Targets are restricted to a UniProt taxon, and all taxa underneath it. The default choice is Euteleostomi (117571), which is appropriate for many human-oriented analyses. You can choose another taxon by passing --taxa <ids>. For example, --taxa 10090,10116 will restrict to mouse and rat. For subsets of vertebrata, you can alternatively pass the name of the taxon. The above example can then be --taxa 'Rattus norvegicus,Mus musculus'`. (A few species also have common names, so you can do ``--taxa rat,mouse.)

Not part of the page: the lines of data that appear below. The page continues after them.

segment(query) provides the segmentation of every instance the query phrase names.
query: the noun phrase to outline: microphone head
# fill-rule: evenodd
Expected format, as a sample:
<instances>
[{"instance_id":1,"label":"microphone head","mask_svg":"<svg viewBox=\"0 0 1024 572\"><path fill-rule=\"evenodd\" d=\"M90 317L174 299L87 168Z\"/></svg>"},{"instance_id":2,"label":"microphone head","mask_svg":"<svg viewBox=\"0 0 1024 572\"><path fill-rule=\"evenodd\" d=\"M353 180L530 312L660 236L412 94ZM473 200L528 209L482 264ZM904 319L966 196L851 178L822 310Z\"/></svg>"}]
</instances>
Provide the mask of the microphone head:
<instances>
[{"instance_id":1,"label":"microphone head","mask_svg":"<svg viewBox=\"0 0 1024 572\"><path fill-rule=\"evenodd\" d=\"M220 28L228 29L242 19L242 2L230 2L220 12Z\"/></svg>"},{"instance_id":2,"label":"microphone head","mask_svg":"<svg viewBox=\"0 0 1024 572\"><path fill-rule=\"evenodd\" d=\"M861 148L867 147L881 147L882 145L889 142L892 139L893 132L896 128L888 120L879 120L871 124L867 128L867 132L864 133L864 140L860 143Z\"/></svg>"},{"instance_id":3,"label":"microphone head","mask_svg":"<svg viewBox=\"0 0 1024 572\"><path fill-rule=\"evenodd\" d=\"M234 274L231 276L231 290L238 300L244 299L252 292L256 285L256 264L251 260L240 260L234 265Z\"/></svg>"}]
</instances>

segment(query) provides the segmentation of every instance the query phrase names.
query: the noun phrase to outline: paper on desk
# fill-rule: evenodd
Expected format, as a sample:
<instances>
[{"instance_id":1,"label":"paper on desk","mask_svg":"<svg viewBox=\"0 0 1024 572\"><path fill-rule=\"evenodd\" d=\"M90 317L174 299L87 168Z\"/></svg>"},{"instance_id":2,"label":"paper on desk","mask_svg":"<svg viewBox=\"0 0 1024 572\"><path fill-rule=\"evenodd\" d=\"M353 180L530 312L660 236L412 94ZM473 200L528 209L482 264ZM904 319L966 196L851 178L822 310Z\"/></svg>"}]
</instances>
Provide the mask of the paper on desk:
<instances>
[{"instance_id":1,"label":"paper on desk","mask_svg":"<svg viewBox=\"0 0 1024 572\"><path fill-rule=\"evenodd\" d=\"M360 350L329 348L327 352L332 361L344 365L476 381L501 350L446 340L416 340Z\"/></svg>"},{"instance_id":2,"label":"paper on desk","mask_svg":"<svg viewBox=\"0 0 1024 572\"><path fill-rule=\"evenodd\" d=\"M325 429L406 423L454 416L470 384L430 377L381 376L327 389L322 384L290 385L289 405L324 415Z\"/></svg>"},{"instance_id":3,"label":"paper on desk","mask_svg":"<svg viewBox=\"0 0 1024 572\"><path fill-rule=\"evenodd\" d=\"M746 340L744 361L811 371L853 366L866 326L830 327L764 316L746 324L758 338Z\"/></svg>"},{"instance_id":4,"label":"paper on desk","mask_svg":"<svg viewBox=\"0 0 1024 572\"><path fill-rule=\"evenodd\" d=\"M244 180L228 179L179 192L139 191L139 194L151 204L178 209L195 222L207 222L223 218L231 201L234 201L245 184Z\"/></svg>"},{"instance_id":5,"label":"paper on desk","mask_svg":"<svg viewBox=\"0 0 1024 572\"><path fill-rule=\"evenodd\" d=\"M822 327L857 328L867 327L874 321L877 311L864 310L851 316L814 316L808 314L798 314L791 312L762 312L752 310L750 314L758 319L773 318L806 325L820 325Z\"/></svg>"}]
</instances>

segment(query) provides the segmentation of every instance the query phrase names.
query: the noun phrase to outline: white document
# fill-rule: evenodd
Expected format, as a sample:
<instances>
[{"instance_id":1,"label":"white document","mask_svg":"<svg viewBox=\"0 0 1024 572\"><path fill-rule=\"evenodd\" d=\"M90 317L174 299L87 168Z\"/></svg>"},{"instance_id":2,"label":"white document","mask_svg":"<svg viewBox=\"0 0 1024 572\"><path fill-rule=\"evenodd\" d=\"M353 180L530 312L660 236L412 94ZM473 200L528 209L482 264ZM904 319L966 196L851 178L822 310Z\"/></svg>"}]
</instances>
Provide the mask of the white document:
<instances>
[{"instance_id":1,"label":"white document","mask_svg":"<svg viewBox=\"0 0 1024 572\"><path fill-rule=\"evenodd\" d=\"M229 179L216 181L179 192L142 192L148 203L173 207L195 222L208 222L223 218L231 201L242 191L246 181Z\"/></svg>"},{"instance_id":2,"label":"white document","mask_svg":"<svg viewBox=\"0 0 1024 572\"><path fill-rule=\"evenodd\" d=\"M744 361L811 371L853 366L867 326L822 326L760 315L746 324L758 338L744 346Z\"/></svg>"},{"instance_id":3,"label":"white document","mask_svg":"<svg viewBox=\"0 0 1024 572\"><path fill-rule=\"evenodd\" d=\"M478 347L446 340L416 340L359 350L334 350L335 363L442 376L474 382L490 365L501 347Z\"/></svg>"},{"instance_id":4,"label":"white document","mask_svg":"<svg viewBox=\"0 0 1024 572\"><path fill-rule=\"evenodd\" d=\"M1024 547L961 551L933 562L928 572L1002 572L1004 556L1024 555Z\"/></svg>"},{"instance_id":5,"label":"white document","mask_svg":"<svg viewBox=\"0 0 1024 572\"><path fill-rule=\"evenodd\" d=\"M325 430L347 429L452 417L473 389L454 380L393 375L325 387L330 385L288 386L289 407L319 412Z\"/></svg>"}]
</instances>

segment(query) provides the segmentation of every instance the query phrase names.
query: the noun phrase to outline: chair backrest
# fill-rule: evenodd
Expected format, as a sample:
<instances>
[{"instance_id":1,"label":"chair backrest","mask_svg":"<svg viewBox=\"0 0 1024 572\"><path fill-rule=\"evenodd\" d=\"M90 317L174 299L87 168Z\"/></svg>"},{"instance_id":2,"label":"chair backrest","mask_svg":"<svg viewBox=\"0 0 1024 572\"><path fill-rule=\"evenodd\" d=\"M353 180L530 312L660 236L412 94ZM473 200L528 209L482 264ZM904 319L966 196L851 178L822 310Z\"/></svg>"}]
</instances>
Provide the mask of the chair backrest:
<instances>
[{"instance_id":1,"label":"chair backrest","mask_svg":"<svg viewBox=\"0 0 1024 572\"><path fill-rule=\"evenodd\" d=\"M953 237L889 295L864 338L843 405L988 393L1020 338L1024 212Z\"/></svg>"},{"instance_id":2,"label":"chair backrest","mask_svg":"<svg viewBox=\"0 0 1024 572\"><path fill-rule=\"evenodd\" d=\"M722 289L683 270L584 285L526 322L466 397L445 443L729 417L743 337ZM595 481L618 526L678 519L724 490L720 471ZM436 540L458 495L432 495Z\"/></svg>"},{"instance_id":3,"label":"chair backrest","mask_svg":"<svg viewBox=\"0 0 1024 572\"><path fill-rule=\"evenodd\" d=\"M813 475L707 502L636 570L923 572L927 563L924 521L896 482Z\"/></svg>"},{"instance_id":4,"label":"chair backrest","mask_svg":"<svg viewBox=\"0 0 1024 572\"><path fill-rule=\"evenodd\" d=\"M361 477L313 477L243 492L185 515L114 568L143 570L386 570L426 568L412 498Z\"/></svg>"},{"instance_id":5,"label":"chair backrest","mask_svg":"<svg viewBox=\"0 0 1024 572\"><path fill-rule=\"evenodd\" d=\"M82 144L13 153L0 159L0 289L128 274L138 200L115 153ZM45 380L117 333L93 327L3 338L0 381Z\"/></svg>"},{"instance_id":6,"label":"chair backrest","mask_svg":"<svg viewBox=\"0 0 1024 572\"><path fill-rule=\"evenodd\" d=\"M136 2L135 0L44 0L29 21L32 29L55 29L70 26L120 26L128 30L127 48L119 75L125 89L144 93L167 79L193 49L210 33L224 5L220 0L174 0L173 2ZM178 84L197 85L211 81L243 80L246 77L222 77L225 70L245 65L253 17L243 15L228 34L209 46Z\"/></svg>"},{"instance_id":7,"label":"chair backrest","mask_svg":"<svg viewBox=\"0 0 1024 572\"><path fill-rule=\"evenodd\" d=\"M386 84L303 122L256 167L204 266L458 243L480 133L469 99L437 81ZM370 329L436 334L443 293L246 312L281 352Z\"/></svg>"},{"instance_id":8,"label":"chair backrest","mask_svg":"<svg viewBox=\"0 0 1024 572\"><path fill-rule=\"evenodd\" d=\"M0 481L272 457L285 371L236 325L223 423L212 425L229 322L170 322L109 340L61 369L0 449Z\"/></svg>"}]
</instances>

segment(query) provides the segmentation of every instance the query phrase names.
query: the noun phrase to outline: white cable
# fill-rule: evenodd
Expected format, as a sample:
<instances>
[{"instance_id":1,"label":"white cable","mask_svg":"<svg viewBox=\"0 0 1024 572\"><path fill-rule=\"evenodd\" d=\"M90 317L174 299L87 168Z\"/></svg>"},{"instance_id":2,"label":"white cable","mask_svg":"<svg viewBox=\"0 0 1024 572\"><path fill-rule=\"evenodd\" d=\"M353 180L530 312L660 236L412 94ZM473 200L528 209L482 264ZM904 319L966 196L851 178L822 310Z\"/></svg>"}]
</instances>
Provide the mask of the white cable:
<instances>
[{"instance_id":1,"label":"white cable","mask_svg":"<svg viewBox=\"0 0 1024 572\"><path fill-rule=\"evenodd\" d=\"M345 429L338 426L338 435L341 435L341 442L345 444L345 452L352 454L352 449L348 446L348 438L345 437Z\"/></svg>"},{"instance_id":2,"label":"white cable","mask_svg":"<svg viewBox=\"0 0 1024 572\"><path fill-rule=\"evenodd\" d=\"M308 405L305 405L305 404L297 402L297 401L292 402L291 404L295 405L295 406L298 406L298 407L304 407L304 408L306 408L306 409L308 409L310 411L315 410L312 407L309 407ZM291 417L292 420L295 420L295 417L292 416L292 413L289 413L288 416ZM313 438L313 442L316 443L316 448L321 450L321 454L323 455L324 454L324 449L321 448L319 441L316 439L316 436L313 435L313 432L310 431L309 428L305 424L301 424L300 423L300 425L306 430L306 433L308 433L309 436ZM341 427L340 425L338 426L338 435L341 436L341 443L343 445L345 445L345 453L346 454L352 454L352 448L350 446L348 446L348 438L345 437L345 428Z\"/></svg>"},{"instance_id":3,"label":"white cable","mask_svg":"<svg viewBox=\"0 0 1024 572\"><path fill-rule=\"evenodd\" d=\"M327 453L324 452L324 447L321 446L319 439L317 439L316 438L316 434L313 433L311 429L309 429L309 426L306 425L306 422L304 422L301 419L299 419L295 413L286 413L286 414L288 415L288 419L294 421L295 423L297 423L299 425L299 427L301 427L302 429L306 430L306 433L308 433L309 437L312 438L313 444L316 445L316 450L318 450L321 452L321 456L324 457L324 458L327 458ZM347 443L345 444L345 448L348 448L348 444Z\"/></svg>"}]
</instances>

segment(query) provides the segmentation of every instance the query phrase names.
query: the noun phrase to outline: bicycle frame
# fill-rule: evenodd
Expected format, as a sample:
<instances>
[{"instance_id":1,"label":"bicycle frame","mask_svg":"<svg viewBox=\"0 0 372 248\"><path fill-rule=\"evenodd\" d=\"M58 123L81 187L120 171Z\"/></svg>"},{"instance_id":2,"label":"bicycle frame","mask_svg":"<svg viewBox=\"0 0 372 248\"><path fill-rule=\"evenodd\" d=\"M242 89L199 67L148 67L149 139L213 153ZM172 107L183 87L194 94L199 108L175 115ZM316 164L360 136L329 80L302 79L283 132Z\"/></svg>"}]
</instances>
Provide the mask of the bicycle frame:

The default, Euteleostomi, diverged 430 megaannum (Ma) ago. It’s a good choice if you want to approximate humans. In general, you want to maximize the number of relevant annotations while minimizing the total number of species to limit the number of unique possibilities in the event that the targets are not collapsable across species. So, leave out taxa that are likely to have a small number of annotations across a large number of species. (Of course, in some cases having an annotation from an additional organism can increase the confidence.)

Besides Euteleostomi, some good choices are -taxa 40674 (Mammalia), -taxa 32525 (Theria, 160 Ma), --taxa 1437010 (Boreoeutheria, 85 Ma), --taxa 314146 (Euarchontoglires, 75 Ma) and --taxa 9606 (Homo sapiens, 300 kiloannum). Sarcopterygii (under Euteleostomi) won’t include zebrafish, and Euarchonta (under Euarchontoglires) won’t include rodents. If you enter something outside of Vertebrata (525 Ma), a new set will be downloaded from UniProt and cached.